The Federal Housing Finance Agency’s (FHFA) House Price Index also showed that home prices rose 0.1% from June to July, and they were 4.5% higher when compared to the same time last year. Note that FHFA’s data does not include cash buyers or jumbo loans, only loans financed with conforming mortgages. These factors account for some of the differences in the two reports.

What’s the bottom line? S&P DJI’s Head of Commodities, Brian D. Luke, explained, “Accounting for seasonality of home purchases, we have witnessed 14 consecutive record highs in our National Index.” Despite the negative media, national home prices continue to move higher and provide a significant wealth creation opportunity.

Pending Home Sales Tick Higher

Pending Home Sales, which are signed contracts on existing homes, rose 0.6% from July to August, per the National Association of REALTORS® (NAR), rebounding from their lowest level this year. However, sales remain 3% lower than they were a year earlier.

What’s the bottom line? Signed contracts on existing homes are starting to pick up, but we have not yet seen the full impact of lower rates on contract activity, as it takes time for people to find a home, negotiate and eventually sign a contract. NAR’s Chief Economist, Lawrence Yun, added that the slight move higher in activity “reflects a modest improvement in housing affordability.”

August New Home Sales Beat Estimates

New Home Sales, which measures signed contracts on new homes, declined 4.7% from July to August, though the 716K-unit pace was above forecasts and is the third highest level of the year. Plus, sales in July were revised higher to a 751K-unit pace, which is the highest level of 2024 thus far.

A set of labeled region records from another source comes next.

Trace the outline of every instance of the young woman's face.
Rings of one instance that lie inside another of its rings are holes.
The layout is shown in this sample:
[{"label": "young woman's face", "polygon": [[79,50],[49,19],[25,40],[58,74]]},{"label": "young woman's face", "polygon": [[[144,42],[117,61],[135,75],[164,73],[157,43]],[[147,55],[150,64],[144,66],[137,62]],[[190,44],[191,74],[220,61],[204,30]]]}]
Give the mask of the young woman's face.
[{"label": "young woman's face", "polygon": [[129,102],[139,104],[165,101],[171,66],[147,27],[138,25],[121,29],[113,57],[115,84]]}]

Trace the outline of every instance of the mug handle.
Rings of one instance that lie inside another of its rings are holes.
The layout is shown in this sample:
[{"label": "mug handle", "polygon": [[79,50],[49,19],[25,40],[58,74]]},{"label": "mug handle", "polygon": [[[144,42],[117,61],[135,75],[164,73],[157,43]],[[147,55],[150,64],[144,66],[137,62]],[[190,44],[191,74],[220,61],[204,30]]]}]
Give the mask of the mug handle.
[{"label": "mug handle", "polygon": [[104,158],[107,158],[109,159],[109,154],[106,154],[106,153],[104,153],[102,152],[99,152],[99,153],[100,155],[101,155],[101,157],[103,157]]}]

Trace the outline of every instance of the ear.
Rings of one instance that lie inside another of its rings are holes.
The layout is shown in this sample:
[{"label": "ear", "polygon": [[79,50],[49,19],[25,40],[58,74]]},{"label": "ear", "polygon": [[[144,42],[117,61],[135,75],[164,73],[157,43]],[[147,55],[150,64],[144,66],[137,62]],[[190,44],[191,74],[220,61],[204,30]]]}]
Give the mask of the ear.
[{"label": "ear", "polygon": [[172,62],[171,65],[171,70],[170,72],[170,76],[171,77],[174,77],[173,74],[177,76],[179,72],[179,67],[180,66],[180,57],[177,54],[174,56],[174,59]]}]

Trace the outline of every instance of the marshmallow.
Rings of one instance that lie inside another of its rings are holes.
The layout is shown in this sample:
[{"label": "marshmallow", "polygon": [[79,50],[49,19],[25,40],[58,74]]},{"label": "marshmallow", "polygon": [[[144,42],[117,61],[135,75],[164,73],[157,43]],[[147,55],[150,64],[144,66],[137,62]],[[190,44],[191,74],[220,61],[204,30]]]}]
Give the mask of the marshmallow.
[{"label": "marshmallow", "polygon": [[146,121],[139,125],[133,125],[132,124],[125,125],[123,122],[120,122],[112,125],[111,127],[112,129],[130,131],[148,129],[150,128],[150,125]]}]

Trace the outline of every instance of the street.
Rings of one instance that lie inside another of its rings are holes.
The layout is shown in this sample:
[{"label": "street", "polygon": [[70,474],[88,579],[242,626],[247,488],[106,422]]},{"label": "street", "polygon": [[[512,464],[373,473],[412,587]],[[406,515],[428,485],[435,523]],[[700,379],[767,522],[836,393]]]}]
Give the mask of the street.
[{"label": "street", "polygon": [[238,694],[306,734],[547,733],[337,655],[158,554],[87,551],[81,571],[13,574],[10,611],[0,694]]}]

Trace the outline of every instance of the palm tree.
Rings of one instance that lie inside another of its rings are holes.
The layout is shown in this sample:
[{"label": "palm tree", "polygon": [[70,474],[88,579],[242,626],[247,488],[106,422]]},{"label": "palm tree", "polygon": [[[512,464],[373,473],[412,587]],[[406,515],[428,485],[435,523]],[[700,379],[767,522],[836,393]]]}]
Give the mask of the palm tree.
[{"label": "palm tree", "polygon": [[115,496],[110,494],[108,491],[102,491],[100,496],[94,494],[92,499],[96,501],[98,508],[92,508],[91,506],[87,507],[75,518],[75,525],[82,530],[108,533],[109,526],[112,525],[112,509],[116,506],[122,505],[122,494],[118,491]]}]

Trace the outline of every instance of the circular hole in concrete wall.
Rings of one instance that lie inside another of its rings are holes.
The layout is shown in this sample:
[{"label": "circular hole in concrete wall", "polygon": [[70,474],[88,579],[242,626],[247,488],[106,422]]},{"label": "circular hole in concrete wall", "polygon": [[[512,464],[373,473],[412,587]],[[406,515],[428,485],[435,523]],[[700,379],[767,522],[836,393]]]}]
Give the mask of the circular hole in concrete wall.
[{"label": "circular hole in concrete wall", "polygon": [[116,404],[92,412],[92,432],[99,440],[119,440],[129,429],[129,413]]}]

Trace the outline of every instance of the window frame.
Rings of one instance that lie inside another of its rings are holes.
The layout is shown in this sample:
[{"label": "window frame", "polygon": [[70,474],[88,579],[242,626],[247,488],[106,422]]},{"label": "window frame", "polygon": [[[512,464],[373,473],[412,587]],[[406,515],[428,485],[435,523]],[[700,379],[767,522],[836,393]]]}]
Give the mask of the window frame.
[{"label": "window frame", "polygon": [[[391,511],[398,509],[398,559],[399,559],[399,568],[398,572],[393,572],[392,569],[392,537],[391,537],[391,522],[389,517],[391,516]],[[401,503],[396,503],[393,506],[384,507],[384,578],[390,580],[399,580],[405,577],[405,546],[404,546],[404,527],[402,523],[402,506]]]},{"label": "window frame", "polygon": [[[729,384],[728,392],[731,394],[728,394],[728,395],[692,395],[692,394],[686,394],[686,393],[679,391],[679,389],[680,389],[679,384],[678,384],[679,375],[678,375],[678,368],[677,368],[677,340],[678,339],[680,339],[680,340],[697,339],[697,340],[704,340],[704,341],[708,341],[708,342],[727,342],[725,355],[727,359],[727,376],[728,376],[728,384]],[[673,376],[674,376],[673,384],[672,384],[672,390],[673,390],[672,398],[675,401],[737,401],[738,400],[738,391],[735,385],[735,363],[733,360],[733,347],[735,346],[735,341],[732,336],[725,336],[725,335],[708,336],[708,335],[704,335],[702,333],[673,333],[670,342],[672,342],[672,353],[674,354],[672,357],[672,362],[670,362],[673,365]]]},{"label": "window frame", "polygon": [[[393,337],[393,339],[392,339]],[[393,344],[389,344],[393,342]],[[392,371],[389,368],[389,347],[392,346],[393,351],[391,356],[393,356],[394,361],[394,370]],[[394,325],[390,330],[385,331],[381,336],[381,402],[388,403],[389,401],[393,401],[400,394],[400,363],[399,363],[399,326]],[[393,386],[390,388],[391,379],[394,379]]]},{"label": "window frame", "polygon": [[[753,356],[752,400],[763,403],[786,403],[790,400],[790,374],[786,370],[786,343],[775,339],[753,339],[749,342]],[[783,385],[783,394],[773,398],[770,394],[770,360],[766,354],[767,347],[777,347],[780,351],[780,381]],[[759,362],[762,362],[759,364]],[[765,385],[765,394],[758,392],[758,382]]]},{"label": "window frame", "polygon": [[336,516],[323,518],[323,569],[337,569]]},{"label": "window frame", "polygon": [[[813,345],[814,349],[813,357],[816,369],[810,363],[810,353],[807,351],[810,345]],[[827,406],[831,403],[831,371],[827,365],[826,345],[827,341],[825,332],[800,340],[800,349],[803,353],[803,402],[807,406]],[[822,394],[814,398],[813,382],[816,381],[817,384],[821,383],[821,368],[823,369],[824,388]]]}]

What’s the bottom line? The decline in mortgage rates this summer has clearly led to an increase in activity among buyers. However, more “available” supply (i.e. completed homes ready for buyers to move into) is needed to meet buyer demand. Of the 467,000 new homes available for sale at the end of August, only 105,000 were completed, with the rest either under construction or not even started yet. Also, the median home price of $420,600 marked a 2.9% drop from July, but this was not due to falling home prices, which continue to rise nationwide as noted below. The median home price represents the mid-price of sales, and since we saw a larger mix of lower-end homes sell in August, the median home price fell slightly comparatively.

Consumer Inflation Trending in Right Direction

August’s Personal Consumption Expenditures (PCE) showed that headline inflation rose 0.1% from July, while the year-over-year reading fell from 2.5% to 2.2%. Core PCE, the Fed’s preferred method which strips out volatile food and energy prices, also rose 0.1% monthly. The year-over-year reading ticked higher from 2.6% to 2.7%, remaining near the lowest level in three years.

What’s the bottom line? The trend of monthly Core PCE readings have been favorable and in line with what the Fed wants to see. In fact, if we annualize the last four months of readings, Core PCE would be 1.77%, which is below the Fed’s 2% target. Plus, shelter costs remain the largest contributor to inflation, and they’re still overstated due to the lag effect. Inflation would be even lower if more real-time shelter costs were better reflected in the reporting.